Ain’t Nothin’ But A “G”ift Thing – Ethics of Accepting Client Gifts

Rapper Dr. Dre recently made headlines when he gifted each member of his legal team a holiday “bonus,” in sums of $10,000 and up.  While undoubtedly very generous, is such a grand gesture from a client to an attorney ethically permissible? It depends.

Model Rule 1.8(c) permits an attorney to accept a gift from a client, if the gift “meets general standards of fairness.”  Simple gifts, like a fruit basket at a holiday or a bottle of champagne as a thank you, are permitted.  If the client offers an attorney a gift that is more “substantial”, defined by the Model Rules as denoting “a material matter of clear and weighty importance”, the attorney is not precluded from accepting it.  However, be wary.  The Comment to Rule 1.8 cautions that extravagant gift may be voidable by the client under the doctrine of undue influence, which treats client gifts as presumptively fraudulent.

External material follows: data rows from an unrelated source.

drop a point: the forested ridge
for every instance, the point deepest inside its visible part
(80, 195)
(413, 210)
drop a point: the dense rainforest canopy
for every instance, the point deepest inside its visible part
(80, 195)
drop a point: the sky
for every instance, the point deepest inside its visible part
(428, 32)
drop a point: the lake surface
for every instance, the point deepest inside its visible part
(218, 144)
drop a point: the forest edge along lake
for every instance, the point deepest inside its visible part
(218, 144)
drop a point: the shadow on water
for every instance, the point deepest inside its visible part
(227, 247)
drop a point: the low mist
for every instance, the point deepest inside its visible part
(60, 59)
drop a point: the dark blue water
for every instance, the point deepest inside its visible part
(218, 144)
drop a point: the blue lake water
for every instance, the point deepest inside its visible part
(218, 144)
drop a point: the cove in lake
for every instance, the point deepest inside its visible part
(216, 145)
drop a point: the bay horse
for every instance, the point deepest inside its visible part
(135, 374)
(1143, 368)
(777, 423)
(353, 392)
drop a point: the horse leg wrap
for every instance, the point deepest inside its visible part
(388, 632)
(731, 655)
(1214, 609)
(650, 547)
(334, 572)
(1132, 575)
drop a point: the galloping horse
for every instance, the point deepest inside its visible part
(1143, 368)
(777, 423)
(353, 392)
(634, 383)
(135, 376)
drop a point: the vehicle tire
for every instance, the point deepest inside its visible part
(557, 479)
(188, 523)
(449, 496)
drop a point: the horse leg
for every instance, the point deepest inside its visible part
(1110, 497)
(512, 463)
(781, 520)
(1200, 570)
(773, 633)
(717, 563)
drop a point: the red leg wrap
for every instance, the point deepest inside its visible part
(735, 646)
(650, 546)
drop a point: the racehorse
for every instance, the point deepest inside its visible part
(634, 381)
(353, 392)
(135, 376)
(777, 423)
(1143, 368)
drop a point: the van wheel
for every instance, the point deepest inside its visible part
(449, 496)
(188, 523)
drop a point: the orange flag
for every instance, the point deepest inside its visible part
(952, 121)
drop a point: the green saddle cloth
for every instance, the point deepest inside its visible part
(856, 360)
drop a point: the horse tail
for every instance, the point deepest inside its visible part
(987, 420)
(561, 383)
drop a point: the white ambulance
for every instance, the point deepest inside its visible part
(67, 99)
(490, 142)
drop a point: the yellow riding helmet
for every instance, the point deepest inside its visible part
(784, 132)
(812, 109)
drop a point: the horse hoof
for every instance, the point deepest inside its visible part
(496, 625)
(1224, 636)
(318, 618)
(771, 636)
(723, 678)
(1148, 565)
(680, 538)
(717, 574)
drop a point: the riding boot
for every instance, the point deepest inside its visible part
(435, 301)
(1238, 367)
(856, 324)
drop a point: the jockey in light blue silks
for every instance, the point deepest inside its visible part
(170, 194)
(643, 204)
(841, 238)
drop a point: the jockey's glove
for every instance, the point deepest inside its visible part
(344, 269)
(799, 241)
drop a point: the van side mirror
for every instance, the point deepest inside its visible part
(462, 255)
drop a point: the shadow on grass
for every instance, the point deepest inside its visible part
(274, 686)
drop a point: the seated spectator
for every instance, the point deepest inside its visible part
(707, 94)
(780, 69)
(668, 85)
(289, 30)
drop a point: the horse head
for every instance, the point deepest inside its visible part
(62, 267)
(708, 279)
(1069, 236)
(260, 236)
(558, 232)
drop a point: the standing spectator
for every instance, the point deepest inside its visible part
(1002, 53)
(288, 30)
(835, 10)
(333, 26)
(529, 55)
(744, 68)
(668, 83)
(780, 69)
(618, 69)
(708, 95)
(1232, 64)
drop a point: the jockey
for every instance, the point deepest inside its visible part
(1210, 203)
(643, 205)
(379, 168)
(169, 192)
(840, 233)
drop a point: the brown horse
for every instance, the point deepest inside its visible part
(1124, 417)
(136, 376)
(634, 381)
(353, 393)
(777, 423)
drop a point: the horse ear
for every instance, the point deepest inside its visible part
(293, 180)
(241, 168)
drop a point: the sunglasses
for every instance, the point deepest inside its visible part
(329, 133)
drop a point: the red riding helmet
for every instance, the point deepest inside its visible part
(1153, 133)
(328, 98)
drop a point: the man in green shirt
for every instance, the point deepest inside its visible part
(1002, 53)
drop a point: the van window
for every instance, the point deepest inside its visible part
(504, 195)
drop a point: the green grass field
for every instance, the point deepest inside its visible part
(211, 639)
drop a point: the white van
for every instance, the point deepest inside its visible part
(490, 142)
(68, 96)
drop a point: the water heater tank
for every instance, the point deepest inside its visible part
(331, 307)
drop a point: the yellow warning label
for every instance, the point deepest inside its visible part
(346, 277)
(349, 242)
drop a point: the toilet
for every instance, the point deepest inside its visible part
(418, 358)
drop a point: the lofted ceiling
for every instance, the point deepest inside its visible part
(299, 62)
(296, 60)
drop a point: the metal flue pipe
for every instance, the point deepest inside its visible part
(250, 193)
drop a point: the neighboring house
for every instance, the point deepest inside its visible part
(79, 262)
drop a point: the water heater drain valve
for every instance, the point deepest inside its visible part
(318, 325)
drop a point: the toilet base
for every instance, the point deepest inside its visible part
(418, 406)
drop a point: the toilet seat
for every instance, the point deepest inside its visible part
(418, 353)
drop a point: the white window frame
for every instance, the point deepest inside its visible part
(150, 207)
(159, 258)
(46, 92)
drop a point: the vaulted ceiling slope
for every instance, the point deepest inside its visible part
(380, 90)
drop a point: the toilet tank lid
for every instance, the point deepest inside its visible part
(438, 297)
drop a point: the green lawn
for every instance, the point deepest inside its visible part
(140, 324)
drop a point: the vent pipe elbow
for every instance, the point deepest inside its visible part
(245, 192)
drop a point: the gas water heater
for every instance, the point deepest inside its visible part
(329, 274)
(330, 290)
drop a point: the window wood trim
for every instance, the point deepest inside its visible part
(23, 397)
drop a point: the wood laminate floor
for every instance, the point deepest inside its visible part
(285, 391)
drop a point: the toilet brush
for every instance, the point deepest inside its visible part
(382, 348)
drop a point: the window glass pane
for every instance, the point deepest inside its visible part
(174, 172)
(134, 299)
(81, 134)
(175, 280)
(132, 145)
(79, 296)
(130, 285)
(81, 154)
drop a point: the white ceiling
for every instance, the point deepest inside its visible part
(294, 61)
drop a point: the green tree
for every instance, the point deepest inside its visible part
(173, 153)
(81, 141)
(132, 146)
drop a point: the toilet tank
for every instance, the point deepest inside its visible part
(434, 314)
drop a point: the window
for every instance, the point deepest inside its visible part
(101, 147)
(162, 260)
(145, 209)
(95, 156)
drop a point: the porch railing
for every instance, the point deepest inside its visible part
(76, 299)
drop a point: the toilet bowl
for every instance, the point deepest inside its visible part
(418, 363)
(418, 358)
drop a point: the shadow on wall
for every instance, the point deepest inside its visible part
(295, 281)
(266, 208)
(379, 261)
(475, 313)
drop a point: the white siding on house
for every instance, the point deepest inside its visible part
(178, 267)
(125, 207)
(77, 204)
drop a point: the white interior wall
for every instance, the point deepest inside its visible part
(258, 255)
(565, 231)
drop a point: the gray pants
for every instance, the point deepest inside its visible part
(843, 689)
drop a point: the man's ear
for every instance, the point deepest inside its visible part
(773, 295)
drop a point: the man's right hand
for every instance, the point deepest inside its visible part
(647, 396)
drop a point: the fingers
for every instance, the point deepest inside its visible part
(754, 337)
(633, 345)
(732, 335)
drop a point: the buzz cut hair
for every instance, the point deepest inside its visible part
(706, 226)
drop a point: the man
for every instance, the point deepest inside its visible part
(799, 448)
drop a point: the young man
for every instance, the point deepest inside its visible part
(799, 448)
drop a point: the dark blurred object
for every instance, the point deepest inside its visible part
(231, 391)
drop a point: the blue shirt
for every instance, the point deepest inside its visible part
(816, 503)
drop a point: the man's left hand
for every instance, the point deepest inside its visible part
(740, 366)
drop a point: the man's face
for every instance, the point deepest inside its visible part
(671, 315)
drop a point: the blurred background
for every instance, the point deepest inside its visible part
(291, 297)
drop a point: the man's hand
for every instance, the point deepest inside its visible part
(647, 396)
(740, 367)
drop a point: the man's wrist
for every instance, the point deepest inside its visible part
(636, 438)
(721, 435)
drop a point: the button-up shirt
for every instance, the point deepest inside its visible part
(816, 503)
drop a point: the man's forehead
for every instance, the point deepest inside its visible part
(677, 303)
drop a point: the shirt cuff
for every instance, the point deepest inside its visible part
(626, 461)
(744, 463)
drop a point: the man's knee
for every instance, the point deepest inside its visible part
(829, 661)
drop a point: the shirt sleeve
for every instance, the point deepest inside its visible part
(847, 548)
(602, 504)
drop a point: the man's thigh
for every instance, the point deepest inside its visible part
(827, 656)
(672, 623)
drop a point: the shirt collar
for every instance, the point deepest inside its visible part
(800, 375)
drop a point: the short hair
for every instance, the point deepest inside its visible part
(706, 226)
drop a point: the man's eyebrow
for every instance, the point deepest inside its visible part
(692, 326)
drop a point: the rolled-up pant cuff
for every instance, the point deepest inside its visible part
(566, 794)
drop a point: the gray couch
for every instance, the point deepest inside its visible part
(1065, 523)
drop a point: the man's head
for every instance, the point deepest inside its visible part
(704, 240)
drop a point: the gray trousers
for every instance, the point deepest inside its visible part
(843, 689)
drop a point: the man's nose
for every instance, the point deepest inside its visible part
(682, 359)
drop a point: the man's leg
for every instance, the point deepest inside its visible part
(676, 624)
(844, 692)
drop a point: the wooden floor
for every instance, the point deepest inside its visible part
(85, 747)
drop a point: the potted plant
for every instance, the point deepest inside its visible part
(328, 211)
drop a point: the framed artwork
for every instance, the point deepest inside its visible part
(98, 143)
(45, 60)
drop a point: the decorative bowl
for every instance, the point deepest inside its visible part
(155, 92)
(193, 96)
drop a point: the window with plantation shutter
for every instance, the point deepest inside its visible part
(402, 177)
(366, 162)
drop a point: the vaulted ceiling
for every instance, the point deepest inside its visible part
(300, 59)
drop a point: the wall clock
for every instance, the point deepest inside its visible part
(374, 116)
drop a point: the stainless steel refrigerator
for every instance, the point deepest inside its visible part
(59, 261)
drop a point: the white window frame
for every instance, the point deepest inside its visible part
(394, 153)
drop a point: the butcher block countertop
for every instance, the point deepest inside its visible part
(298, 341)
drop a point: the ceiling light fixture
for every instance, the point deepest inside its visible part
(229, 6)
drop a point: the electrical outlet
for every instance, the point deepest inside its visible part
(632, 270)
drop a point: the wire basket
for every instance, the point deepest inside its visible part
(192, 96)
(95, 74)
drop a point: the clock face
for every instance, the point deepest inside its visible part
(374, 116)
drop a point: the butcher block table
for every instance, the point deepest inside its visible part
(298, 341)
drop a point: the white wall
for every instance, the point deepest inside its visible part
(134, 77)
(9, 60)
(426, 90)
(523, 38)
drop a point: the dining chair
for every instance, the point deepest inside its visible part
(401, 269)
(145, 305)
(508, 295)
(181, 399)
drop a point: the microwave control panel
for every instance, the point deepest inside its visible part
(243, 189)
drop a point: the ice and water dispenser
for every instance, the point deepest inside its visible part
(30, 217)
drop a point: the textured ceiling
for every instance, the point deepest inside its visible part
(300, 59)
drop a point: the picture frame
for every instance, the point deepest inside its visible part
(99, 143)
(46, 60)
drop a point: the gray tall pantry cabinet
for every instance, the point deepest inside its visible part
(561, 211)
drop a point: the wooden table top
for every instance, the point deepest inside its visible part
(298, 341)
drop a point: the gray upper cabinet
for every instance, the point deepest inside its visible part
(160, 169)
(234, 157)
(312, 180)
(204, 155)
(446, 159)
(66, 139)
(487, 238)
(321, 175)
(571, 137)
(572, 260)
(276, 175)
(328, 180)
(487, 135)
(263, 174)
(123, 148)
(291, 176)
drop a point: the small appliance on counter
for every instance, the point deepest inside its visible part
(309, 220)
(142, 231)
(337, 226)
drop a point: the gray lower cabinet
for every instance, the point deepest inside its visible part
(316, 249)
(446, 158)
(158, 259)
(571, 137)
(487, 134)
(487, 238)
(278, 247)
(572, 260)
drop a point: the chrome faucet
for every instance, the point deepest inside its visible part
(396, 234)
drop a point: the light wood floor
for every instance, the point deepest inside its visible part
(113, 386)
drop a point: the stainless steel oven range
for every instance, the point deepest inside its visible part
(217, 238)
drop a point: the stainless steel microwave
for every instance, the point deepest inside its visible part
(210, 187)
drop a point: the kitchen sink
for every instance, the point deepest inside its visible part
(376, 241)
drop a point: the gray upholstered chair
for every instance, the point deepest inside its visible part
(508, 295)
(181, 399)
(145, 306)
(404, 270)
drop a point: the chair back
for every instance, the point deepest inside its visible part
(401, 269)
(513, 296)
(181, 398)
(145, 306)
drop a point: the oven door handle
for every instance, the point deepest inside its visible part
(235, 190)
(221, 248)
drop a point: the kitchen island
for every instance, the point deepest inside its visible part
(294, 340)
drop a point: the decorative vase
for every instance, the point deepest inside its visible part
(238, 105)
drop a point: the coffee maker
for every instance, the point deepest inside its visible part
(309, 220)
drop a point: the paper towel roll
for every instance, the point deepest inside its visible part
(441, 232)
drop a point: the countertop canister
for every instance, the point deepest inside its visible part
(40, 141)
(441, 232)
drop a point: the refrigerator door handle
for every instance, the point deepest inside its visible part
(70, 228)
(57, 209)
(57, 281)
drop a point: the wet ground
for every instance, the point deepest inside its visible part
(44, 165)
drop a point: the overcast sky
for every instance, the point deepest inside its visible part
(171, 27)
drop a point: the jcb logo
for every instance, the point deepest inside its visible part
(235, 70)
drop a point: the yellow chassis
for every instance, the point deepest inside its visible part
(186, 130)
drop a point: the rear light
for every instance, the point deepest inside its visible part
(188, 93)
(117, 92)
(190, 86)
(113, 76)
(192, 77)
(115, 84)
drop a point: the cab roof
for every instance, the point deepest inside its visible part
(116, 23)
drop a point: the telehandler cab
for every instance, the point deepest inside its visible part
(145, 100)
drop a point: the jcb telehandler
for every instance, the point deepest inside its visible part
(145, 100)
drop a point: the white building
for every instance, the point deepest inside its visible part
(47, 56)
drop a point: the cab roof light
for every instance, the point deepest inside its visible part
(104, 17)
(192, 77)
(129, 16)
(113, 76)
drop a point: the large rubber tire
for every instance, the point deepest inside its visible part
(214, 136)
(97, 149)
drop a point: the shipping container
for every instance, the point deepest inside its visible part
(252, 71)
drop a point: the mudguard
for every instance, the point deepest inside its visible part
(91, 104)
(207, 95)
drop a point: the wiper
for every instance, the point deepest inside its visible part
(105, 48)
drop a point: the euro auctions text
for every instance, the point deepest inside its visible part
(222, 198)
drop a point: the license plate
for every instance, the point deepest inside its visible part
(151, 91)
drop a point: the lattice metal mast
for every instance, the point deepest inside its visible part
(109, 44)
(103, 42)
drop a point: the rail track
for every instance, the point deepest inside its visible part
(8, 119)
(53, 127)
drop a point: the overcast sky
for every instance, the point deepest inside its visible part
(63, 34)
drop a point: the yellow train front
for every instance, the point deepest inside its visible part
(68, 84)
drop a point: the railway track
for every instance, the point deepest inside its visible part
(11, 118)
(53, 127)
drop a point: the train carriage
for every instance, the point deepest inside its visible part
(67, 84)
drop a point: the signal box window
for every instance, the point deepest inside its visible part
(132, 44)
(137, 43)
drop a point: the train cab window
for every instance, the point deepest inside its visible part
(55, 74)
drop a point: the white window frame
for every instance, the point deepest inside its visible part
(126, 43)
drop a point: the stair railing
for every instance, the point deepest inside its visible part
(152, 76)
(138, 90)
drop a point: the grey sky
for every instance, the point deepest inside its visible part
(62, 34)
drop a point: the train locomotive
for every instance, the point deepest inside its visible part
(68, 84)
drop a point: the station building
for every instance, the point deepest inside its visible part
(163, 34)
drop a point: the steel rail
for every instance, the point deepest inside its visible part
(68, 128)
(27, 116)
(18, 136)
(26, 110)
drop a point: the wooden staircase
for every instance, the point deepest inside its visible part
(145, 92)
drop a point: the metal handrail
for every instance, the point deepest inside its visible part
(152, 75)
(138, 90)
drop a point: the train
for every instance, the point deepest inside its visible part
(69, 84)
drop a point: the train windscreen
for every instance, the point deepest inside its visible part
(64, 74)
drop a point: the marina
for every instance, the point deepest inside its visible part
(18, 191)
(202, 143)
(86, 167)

Further, a gift can be subsequently held by a court to be a portion of the client’s fee for services.  If the gift is construed as a fee, it must comply with Model Rule 1.5, which prohibits an attorney from charging unreasonable fees.  In determining if a fee was reasonable, the factors to be weighed include the time and work required, the complexity of the matters handled, market rates in the locality for similar services, the results obtained, the nature and length of the attorney-client relationship and the experience and reputation of the attorney.

If giving the gift requires preparation of a legal instrument, such as a will, your client should consult another lawyer for unbiased advice, unless the client is your relative.  For purposes of the rule, a “relative” includes a spouse, child, grandchild, parent, grandparent or other relative or individual with whom the lawyer or the client maintains a close, familial relationship.  You can be named in a client’s will, but you may not draft the will.  Courts have suspended and disbarred attorneys for violating this rule.  Under no circumstances should a lawyer solicit substantial gifts for herself from a client, unless the lawyer or other gift recipient is related to the client.  This portion of the rule seeks to protect clients from attorney overreaching and imposition.

To successfully navigate the gift-giving waters, check your state’s rules and remember these tips:

Size up the swag.  Is it a token, or something more “substantial”?  The Rules do not specify whether the “weight” and “importance” of the gift is determined from the perspective of the client or the attorney.  If the gift seems extravagant, you may accept it, subject to the cautions above.  You are also entitled to politely decline, citing the Rules.

Grinch-y or greedy.  There is a middle ground between a firm “no gifts” policy and running afoul of the Rules.  Accepting token gifts is fine, especially around the holidays.  But don’t imply that you want a gift or the client should give you a gift; that falls into the realm of soliciting a gift, which is expressly prohibited.

Put pricey presents on paper.  If you receive a substantial gift from a client, document it and all circumstances that surround that gift to show that it was freely given and not a fee for services.  If the gift came with a note or any correspondence, keep that too.

Consider your colleagues.  Gift restrictions are imputed to other members of your firm.  If you are being named in a client’s will, your partner should not draft the will.  Rule 1.8(k) cautions that while attorneys are associated in a firm, all gift restrictions that apply to any one of them shall apply to all of them.